Physicians are often puzzled by patients who suffer from a complex array of signs and symptoms that cannot easily be categorized into a single defined autoimmune or autoinflammatory disease. Such enigmatic conditions, although common in clinical practice, are rarely reported in the medical literature because they are so diverse and often present with nonspecific and vague findings. Not surprisingly, their pathogenesis remains a mystery. Moreover, possible therapies for these patients are difficult–if not impossible–to evaluate because most clinical trials are designed to follow patients with well-defined diseases and involve validated outcomes that often include specific markers.
As an example of such a complicated and perplexing situation, consider the following recently published case.1 The report described a 56-year-old woman diagnosed with chronic fatigue, fibromyalgia, weakness, headaches, difficulties concentrating, short-term memory impairment, and evidence of a demyelinating illness. Laboratory testing indicated the presence of high levels of antiadrenal, antistriated muscle, and antismooth muscle antibodies; increased rheumatoid factor titers; and elevated immunoglobin (Ig) G, IgM, and IgA immune complexes. The patient’s illness had begun 13 years earlier following the second dose of hepatitis B vaccine and was aggravated by the third vaccination. In addition, several years before vaccination, the patient had undergone uneventful silicone breast implantation. However, during the time between her second and third vaccination, she suffered a breast injury accompanied by evidence of local inflammation. Four years afterwards, she underwent removal of her breast implants. On histological examination, leaking of silicone and extensive calcification in both breasts was observed. In addition to removal of the implants, the patient was treated with intravenous IgG, and her condition gradually improved.

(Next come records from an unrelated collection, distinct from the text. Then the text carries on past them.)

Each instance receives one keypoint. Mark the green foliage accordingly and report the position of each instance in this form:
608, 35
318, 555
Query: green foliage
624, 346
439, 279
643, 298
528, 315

This illustrative case is notable for several clues that suggest a possible role of exposure to the hepatitis B vaccine and silicone leak that, together, produced an augmented adjuvant effect and led to the patient’s condition. In recent years, a large body of evidence has accumulated on the basis for vague conditions such as chronic fatigue and sick building syndromes. Subsequently, other poorly defined (and sometimes controversial) conditions—for example, siliconosis (relating to manifestations occurring following exposure to silicone) and postvaccination phenomena such as Gulf War syndrome (GWS) and the macrophagic myofasciitis syndromes (MMF)—have been suggested to have a common pathogenesis.2-5
Because these enigmatic diseases can display similarities in the presenting complex of signs and symptoms, a shared etiological common denominator is possible. In addition, accumulating data regarding immune adjuvant activity stimulated by various substances (e.g., infectious agents, silicone, aluminum salts) have been associated with the pathogenesis of each of these conditions. Thus, their comparable clinical presentation and plausible common mechanisms have led to the convergence of these conditions under a common syndrome called autoimmune (autoinflammatory) syndrome induced by adjuvants (ASIA).6
Autoimmunity Induced by Adjuvant
The worldwide prevalence of autoimmune and autoinflammatory diseases is determined by the interplay of genetic and environmental factors.7 The latter factors include infections, toxins, drugs, and others agents that can be linked by the occurrence of immune-mediated diseases as well as the nature of the clinical manifestations and their severity.8,9 The mechanisms by which these environmental factors trigger autoimmunity are diverse but, as a group, they may incorporate an adjuvant effect. An adjuvant is a substance that enhances the activation of the immune system, both the innate and the adoptive ones.10-12
For years, adjuvants have been used by physicians and scientists to boost a desirable immune response, either in experimental models or during medical interventions, most classically, immunization. The adjuvant effects encompass physical protection of the antigen from degradation, stimulation of innate immunity by toll-like receptors (TLRs) and non-TLRs sensors, antigen translocation to regional lymph nodes, and activation of the complement system.10 Consequently, adjuvants enable a longer exposure of the immune system to the antigen and prime the system for the production and activation of B and T cells, resulting in a more robust response.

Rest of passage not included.